2

I have an example xml

<?xml version="1.0" ?>
<Details date="2022-02-09" ver="1">
<VerNum>/14</VerNum>
<Info>
 <model>S22</model>
 <branch name="city_1">
  <prevstock>10000</prevstock>
  <def>1</def>
 </branch>
 <branch name="city_2">
  <presstock>2000</presstock>
  <def>2</def>
 </branch>
 <branch name="city_3">
  <futstock>3000</futstock>
  <def>0.3</def>
 </branch>
</Info>
</Details>

I need to access the stock, tag name is not always consistent and I can't depend on position of node too, I do not understand the correct usage of XPath / ends-with function.

use warnings;
use strict;
use feature 'say';
use Data::Dumper;
use XML::LibXML;

my $file = "ex.xml";#// die "Usage: $0 filename\n";
my $parser = XML::LibXML->load_xml(location => $file);
my %branch_stock;
foreach my $sec ($parser->findnodes('/Details/Info')) { 
    for my $branch ($sec->findnodes('./branch')) {
        my $branch_name = $branch->getAttribute('name');
        my $stock_value = $branch->findnodes('*[ends-with(name(),"stock")]')->[0]->textContent;

        #say "$branch_name --> $stock_value";

        $branch_stock{$branch_name} = $stock_value;
    }   
}

say Dumper \%branch_stock;

This gives me error,

 error : xmlXPathCompOpEval: function ends-with not found
XPath error : Unregistered function
XPath error : Stack usage errror
 error : xmlXPathCompiledEval: 2 objects left on the stack.

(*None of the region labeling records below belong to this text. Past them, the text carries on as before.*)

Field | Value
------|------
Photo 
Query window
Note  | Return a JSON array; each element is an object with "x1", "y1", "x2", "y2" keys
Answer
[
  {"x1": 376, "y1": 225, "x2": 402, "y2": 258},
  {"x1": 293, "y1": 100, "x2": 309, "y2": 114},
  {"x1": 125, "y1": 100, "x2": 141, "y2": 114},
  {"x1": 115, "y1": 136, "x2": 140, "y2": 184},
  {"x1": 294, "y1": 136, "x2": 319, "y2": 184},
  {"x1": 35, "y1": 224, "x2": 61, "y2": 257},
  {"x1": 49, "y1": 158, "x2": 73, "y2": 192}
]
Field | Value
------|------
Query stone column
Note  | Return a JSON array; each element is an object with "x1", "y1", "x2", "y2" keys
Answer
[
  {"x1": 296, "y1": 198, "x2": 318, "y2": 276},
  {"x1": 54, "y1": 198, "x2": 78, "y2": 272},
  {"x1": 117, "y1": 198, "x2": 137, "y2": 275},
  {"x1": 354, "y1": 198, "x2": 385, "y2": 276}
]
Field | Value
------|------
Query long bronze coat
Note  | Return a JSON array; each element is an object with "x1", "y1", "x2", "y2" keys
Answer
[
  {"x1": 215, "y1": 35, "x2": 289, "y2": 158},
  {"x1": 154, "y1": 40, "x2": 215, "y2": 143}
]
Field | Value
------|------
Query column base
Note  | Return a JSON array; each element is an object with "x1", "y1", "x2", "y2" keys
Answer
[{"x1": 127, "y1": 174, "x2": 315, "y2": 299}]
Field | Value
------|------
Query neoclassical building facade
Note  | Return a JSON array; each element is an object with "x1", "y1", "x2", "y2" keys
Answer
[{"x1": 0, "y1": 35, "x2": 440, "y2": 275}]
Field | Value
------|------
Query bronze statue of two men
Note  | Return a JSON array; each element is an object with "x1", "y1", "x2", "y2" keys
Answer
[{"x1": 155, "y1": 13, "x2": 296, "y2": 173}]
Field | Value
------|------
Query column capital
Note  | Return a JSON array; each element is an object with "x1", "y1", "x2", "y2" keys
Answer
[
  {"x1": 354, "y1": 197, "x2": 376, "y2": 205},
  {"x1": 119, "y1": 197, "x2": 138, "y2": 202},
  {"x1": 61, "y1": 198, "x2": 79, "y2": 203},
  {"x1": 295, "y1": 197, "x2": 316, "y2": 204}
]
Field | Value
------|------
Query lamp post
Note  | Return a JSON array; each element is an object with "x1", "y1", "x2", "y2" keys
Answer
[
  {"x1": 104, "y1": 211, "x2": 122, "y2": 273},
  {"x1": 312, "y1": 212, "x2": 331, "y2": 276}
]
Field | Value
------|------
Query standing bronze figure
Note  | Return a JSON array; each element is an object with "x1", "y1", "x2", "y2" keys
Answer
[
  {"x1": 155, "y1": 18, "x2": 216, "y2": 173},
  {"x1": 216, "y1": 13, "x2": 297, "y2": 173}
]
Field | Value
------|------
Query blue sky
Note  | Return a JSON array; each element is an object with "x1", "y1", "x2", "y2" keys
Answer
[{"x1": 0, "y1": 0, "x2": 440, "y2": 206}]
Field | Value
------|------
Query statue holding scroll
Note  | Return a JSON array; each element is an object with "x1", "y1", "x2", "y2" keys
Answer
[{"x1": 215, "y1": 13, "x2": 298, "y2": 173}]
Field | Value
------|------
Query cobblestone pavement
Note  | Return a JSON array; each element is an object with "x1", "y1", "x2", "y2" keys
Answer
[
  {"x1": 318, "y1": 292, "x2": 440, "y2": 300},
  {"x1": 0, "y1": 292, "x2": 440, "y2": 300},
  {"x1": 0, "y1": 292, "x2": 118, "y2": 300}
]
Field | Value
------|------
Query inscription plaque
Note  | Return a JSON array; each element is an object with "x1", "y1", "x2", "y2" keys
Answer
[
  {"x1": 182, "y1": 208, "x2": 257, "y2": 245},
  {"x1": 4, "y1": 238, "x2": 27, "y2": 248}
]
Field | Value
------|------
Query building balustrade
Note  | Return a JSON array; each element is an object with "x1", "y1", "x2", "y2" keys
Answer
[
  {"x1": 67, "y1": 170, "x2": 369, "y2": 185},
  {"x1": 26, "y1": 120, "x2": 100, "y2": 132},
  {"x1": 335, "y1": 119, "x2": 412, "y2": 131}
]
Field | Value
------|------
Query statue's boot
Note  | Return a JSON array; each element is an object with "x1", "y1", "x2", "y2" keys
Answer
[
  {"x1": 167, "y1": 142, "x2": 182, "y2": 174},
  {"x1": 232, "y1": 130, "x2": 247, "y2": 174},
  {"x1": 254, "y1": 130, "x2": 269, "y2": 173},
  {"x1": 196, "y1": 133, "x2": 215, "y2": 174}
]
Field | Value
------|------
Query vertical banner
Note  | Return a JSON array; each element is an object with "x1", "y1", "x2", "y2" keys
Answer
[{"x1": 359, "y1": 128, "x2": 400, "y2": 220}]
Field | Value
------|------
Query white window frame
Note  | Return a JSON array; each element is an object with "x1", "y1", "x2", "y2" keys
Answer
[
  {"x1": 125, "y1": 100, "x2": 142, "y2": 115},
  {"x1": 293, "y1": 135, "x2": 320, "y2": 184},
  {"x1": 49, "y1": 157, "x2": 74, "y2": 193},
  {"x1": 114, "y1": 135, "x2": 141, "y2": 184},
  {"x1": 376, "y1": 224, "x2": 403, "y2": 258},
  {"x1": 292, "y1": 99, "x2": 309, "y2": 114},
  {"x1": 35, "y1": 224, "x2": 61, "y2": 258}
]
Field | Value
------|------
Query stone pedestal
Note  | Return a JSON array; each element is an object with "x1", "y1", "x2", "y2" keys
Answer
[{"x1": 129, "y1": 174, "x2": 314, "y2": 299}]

Could anyone please help understand the problem and help overcome please ? Thanks a lot in advance.

Perl_Newbie
  • 101
  • 6
  • 2
    `XML::Xpath` is stuck with XPath1. `fn:ends-with()` is XPath2 – Gilles Quénot Feb 13 '23 at 18:37
  • I didn't get that, XPath1, and XPath2 ? Could you kindly eloborate please ? :) Please suggest a way to correct it. – Perl_Newbie Feb 13 '23 at 18:39
  • 1
    @GillesQuenot I actually have an [open pull request](https://github.com/manwar/XML-XPath/pull/14) against XML::XPath to add `ends-with()` and others but the maintainer hasn't merged it in yet. (But OP's code doesn't use that module) – Shawn Feb 13 '23 at 20:21
  • Would love to have XPath2 with HTML::Tree builder::XPath ! One day maybe. Sad that we are stuck with XPath1. That's why I scrape with nodes and https://pptr.dev – Gilles Quénot Feb 13 '23 at 20:36

2 Answers2

4

Use this XPath1 expression, that mimic the fn:ends-with()¹ function:

//branch/node()[substring(local-name(),
    string-length(local-name()) - string-length("stock") + 1)  = "stock"]

So:

my $stock_value = $branch
->findnodes('node()[substring(local-name(),
    string-length(
        local-name()) - string-length("stock") + 1)  = "stock"]'
)->[0]->textContent;

From wikipedia (sadly...)

There are several versions of XPath in use. XPath 1.0 was published in 1999, XPath 2.0 in 2007 (with a second edition in 2010), XPath 3.0 in 2014, and XPath 3.1 in 2017. However, XPath 1.0 is still the version that is most widely available.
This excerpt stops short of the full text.